Increased API error rate and latency

Incident Report for Buildkite

Postmortem

On 2021-11-11 between 04:25 UTC and 05:43 UTC Buildkite was unable to dispatch or update builds and perform other asynchronous tasks. This incident was triggered by memory exhaustion of the Redis node that Sidekiq queues use to process updates to builds and jobs, upload pipeline definitions, process webhooks, deliver notifications and other background operations.

At 04:25 UTC we were alerted to the incident by a spike in application errors indicating that Sidekiq workers were unable to connect to Redis. Upon further investigation we were unable to manually connect to the primary Redis cluster used to store Sidekiq jobs. In response to identifying memory exhaustion as the cause of the connection failures, we attempted to increase the size of the existing AWS ElastiCache instance via the AWS API. Increasing the size of the single node ElastiCache Redis cluster creates a new node and copies the existing cache data from the old node to the new node. We made the decision to attempt to increase the size of the existing cluster with the aim of retaining the state of the existing cluster. After waiting 27 minutes for the copy operation to complete we started on a secondary plan to restore service availability, provisioning a new Redis cluster via ElastiCache.

Unfortunately, when connecting our Sidekiq workers to the new ElastiCache Redis node, we discovered that Sidekiq doesn't support Redis in clustered mode which this cluster was configured to use. We provisioned another ElastiCache Redis cluster in non-clustered mode. Upon connecting the new Redis node to the Sidekiq workers and our other API servers we begun processing new Sidekiq jobs. This restored service to dispatching jobs, starting new builds, pipeline uploads and processing incoming webhooks.

We manually audited running builds that may have finished during the incident to ensure they were marked as finished. We also triggered dispatches for all organisations to ensure that jobs were assigned to agents.

We're so sorry for this major interruption. In response to this incident we've:

Vertically scaled the Redis node used for Sidekiq to four times the previous size. This provides our Sidekiq queues with significant additional headroom.
Created alerts to monitor for low available memory on each of our Redis clusters.

Posted Nov 29, 2021 - 06:14 UTC

Resolved

After some consideration, we won't be reprocessing inbound webhooks received during 04:25-05:40, 11 Nov 2021 UTC.

Given that newer webhooks have been processed, we are worried that processing older webhooks may have negative consequences for deployment pipelines.

You can use the “New Build” button to trigger builds for missed commits if you need.

We’re so sorry for the interruption this has caused. Please reach out to support@buildkite.com if you need assistance.
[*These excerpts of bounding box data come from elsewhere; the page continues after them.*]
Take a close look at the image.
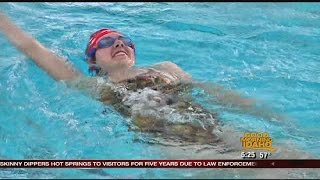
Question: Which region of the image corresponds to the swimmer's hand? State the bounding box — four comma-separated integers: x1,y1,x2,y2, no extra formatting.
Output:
0,12,80,80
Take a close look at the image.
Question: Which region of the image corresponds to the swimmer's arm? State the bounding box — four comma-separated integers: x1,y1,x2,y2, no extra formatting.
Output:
0,12,81,80
152,61,192,82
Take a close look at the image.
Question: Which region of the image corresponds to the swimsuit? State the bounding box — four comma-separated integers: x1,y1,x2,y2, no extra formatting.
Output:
100,68,222,143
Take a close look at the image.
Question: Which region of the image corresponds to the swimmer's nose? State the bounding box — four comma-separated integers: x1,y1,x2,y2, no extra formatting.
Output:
114,39,124,48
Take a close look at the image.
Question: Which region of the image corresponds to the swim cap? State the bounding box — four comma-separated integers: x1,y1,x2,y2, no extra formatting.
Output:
86,28,117,58
85,28,135,73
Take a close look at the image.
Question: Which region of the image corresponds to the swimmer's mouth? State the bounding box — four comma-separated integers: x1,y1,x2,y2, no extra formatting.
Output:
112,50,128,57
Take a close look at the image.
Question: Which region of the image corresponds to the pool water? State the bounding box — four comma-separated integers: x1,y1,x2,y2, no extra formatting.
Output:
0,3,320,178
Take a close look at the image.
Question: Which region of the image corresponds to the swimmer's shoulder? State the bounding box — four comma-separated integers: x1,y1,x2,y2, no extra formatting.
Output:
61,75,110,96
151,61,192,82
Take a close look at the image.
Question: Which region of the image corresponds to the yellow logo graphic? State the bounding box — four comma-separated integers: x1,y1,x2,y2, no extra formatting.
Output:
240,132,276,152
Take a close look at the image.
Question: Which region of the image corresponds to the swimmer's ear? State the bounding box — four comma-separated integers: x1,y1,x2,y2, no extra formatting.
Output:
0,12,81,80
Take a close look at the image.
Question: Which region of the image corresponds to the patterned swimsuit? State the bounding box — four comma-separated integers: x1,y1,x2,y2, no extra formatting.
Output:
100,69,218,144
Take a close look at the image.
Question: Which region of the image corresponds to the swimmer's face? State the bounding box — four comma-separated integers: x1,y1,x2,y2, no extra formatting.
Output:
96,32,135,72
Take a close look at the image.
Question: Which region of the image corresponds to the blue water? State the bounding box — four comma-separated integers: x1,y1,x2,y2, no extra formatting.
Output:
0,3,320,178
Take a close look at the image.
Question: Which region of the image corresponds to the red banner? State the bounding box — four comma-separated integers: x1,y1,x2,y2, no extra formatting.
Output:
0,159,320,168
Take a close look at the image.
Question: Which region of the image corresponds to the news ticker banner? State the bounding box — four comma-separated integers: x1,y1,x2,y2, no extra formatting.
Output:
0,159,320,168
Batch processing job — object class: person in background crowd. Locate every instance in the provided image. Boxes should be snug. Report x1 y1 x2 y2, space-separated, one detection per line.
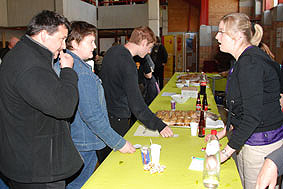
0 10 83 189
256 146 283 189
133 55 152 97
211 13 283 189
150 37 168 90
0 36 19 61
99 26 173 163
56 21 135 189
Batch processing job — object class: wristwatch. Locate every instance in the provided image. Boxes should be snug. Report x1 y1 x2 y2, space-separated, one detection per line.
221 149 230 158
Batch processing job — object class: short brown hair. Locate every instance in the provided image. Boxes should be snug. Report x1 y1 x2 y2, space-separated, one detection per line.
129 26 156 45
66 21 96 50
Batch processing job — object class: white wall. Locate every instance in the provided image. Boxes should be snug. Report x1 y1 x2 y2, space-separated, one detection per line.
63 0 97 26
97 4 148 29
7 0 54 27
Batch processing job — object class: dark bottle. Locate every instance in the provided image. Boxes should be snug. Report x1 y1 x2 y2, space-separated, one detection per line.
198 111 205 137
202 94 208 111
200 72 207 95
196 93 201 111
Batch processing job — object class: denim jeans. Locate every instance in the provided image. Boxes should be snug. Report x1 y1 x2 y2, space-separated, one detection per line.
66 150 97 189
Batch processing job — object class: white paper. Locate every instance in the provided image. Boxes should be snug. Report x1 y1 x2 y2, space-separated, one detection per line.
161 92 176 96
189 157 204 171
206 117 224 129
134 125 159 137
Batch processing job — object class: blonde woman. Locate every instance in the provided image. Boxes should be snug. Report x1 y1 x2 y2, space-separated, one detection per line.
216 13 283 189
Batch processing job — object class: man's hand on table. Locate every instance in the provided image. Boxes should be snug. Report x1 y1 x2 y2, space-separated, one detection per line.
160 126 173 138
119 141 136 154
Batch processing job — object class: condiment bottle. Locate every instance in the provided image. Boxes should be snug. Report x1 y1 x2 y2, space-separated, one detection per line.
200 72 207 95
196 93 201 111
198 111 205 137
202 94 208 111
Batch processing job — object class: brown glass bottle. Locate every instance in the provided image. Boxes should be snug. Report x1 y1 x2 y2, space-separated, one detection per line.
198 111 205 137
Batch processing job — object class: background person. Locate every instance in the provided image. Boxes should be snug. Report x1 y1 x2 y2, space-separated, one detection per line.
56 21 135 189
99 26 173 163
0 36 19 61
213 13 283 189
256 146 283 189
150 37 168 90
0 10 83 189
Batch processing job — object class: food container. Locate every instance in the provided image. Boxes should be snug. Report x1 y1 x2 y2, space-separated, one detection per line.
171 94 190 104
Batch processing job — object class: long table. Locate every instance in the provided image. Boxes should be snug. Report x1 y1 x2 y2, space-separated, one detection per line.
83 73 242 189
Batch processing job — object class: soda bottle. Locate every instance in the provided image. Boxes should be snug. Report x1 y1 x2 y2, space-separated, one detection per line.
203 130 220 188
198 111 205 137
200 72 207 95
196 93 201 111
202 94 208 111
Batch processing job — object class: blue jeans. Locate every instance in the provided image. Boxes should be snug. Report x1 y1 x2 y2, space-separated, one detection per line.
66 150 97 189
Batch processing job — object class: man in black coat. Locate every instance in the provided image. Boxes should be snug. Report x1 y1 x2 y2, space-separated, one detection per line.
0 11 83 189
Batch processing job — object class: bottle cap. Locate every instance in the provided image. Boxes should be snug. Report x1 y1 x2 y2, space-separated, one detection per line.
211 130 217 135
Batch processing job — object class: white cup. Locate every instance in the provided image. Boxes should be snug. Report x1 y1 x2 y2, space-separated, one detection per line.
150 144 161 165
190 122 198 136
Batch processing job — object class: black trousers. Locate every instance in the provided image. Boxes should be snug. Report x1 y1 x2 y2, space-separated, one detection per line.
96 115 131 164
9 180 66 189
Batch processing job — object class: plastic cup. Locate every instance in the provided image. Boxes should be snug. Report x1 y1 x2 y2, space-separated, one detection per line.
141 146 150 165
150 144 161 165
190 122 198 136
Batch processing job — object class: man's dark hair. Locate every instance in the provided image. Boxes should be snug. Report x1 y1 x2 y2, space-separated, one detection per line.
66 21 96 50
26 10 70 36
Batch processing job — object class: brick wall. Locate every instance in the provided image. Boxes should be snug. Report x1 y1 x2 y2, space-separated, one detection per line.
168 0 200 32
199 0 239 71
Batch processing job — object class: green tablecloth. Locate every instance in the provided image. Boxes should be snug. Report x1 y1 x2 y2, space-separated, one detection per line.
83 73 242 189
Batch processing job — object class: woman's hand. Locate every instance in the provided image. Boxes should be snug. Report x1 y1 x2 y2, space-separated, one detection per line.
220 145 236 163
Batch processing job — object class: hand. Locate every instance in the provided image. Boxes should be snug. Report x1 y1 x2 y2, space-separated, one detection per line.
205 127 226 142
256 158 278 189
119 141 136 154
220 145 236 163
59 51 74 68
160 126 173 137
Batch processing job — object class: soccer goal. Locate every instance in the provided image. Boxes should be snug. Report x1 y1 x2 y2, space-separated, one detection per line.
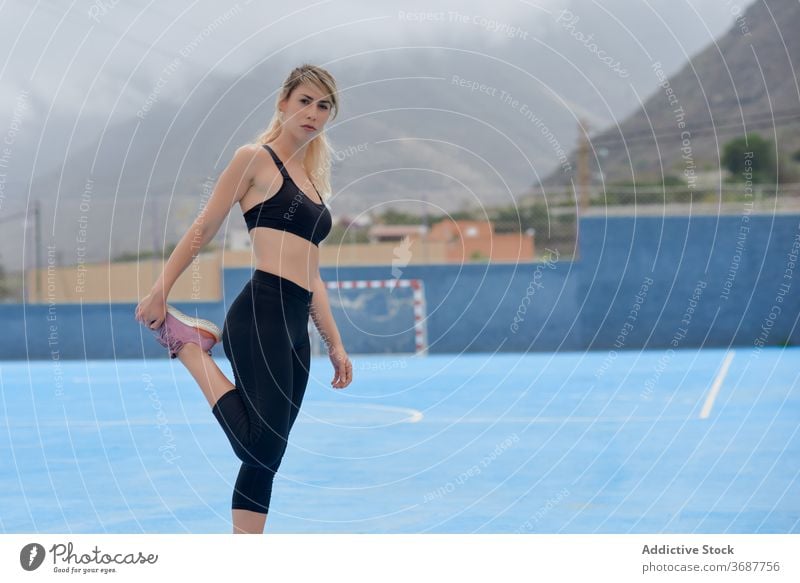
308 279 428 355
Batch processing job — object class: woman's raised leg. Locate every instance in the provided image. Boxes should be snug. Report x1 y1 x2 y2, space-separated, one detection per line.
178 342 236 409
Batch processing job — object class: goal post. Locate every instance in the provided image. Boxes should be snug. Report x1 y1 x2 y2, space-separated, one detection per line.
308 279 428 355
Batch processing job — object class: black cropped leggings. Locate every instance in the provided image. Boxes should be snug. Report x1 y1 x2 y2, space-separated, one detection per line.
212 269 313 514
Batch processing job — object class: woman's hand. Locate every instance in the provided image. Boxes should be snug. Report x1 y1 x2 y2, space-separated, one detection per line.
136 288 167 330
328 344 353 389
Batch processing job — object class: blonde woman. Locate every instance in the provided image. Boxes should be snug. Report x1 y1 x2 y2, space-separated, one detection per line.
136 64 353 533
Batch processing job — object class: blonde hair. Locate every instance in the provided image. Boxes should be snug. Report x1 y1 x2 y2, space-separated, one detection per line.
256 63 339 202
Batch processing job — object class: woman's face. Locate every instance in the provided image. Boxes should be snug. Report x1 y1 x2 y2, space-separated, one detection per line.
283 83 331 140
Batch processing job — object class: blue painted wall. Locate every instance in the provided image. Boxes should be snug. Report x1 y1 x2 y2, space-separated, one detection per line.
0 214 800 360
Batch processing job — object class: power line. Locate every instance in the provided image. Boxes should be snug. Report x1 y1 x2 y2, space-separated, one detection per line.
591 110 800 147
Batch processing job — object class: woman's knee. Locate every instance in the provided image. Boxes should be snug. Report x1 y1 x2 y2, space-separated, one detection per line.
234 429 286 471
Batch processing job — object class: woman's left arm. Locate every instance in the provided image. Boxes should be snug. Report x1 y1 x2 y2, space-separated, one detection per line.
310 272 353 389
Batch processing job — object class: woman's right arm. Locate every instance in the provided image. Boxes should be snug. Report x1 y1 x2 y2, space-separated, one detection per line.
136 144 260 329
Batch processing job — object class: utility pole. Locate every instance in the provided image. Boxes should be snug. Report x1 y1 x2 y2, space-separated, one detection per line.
573 119 589 257
33 199 42 302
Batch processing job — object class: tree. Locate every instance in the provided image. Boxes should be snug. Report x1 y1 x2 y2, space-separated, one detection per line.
722 133 777 182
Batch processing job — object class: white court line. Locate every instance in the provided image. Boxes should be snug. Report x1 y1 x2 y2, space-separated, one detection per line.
700 350 735 419
425 415 686 424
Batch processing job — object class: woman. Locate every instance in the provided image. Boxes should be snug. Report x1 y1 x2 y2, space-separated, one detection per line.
136 64 353 533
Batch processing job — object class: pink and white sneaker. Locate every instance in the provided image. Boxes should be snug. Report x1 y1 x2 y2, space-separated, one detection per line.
151 304 222 358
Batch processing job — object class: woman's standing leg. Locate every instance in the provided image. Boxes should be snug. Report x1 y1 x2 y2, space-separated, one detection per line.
212 285 308 533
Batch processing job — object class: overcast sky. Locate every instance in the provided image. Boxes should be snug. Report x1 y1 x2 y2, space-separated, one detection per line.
0 0 749 120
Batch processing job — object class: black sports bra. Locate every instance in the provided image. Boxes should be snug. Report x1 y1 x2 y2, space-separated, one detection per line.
243 144 333 246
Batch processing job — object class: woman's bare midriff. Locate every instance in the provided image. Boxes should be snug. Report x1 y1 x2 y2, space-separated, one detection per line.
239 147 319 290
250 227 319 290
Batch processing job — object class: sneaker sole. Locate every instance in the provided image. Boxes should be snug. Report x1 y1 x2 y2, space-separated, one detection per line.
167 305 222 342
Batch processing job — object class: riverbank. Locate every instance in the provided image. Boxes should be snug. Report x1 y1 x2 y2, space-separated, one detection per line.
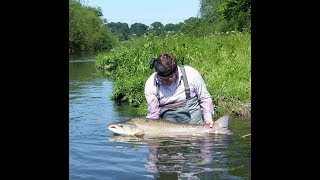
95 32 251 116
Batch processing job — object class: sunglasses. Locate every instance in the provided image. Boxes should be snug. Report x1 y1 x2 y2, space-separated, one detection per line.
157 71 177 81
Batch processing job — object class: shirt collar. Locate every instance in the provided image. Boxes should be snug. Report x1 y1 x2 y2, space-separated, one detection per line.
154 66 182 84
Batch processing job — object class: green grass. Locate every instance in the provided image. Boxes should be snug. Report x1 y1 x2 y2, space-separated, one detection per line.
95 32 251 116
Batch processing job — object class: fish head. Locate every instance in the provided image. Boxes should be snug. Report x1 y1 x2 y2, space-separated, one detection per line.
108 123 140 135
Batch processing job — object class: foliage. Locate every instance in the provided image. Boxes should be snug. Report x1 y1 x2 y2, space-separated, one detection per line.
95 31 251 115
69 0 115 51
130 23 148 37
107 22 130 41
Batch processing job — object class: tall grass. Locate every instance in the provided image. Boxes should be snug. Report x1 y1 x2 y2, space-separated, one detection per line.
95 32 251 116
Posted Nov 11, 2021 - 06:44 UTC

Update

Dispatches and other build events from during the queue unavailability have been reprocessed; we’re currently working on handling webhooks that we received during 04:25-05:40, 11 Nov 2021 UTC.

Outbound notifications from Buildkite to your commit statuses, Slack, custom webhook handlers etc from this time window will not be sent, but notifications for activity since then are being sent.

If you notice any stuck builds or have any further questions, please contact Buildkite Support at support@buildkite.com.

Posted Nov 11, 2021 - 06:25 UTC

Monitoring

A fix has been implemented and we are monitoring the results.

Posted Nov 11, 2021 - 05:43 UTC

Update

We are currently having an issue with the Redis job queue, which has become unavailable and the team is in the process of replacing it.

Posted Nov 11, 2021 - 05:20 UTC

Identified

The issue has been identified and a fix is being implemented.

Posted Nov 11, 2021 - 04:55 UTC

Update

We are continuing to investigate this issue.

Posted Nov 11, 2021 - 04:39 UTC

Investigating

We are currently investigating this issue.

Posted Nov 11, 2021 - 04:37 UTC

This incident affected: Web, Agent API, REST API, Job Queue, SCM Integrations, Third Party Services (AWS ec2-us-east-1, AWS elasticache-us-east-1, AWS elb-us-east-1, AWS rds-us-east-1, PagerDuty Notification Delivery), SCM Providers (GitHub, GitHub API Requests, Atlassian Bitbucket SSH, Atlassian Bitbucket Website and API, Atlassian Bitbucket Git via HTTPS), and Notifications (GitHub Commit Status Notifications, Email Notifications, Slack Notifications, Webhook Notifications).